Problems and shortcomings

  • Limited number of bus users.
    Xpressnet can address 31 bus subscribers (clients) even if more is possible nowadays with RS485, it is still limited by the protocol level to 31. And this can however get together quickly: a few control devices, PC interface, feedback, Railcom - detectors ...
    In Xpressnet there are no specs for the bustransceivers and only some vague notes on possible routing topology. Therefore no data is available up to what extend the bus is working stable. When analysing some commercial xpressnet devices one will find transceivers suitable for point-to-point connections, not for multi-drop networks.
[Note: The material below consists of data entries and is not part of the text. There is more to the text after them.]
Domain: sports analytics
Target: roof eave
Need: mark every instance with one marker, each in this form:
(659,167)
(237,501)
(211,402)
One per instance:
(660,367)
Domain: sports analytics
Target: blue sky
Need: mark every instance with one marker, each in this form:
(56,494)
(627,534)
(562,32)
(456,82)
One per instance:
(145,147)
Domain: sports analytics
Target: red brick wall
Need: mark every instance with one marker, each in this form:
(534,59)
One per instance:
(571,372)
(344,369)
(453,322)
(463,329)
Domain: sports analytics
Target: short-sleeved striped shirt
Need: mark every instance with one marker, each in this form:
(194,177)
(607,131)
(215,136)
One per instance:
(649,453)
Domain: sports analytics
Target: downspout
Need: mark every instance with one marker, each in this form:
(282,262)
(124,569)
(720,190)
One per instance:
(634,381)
  • Address space for accessory decoders and feedback
    Xpressnet can address only 1024 different accessory decoder, this is a significant limitation compared to the DCC standard, where 2040 addresses are available. To make things worse, this address space is occupied in the lower half by feedback sensors, sharing the same space (no distinction is made in the protocol). In addition, the bit assignment of the query commands is a bit "unlucky", so you can really only follow the recommendation of Lenz and map the turnout up to address 64, then start with the mapping of feedback devices. Consequence: only 256 points are meaningfully accessible.
  • Advanced Accessory Decoder
    For signal decoder and also for turnouts with multiple positions, DCC provides a special command, which codes the aspect directly. Xpressnet (with original command set) cannot handle these types of commands.
  • Programming for accessory decoders
    Xpressnet cannot program accessory decoders by PoM - astonishingly for a company which claims DCC technological leadership.
  • Query and reservation of locomotives
    It is possible to query the properties of a locomotive (ie actual speed and max. speed steps, lights, and functions) from the command station. However, the answer is always related to the previous request, the locomotive address itself is not included. If you try to query more than one loco from one client, you have to mutex the queries. This is very inconvinient for a base station for several remote control units.

    On Xpressnet locomotives can not be reserved for a particular throttle, locomotive objects can be 'stolen' from every other handheld. This is certainly not a problem at small layouts at home, but on a larger club layout you would like a protection.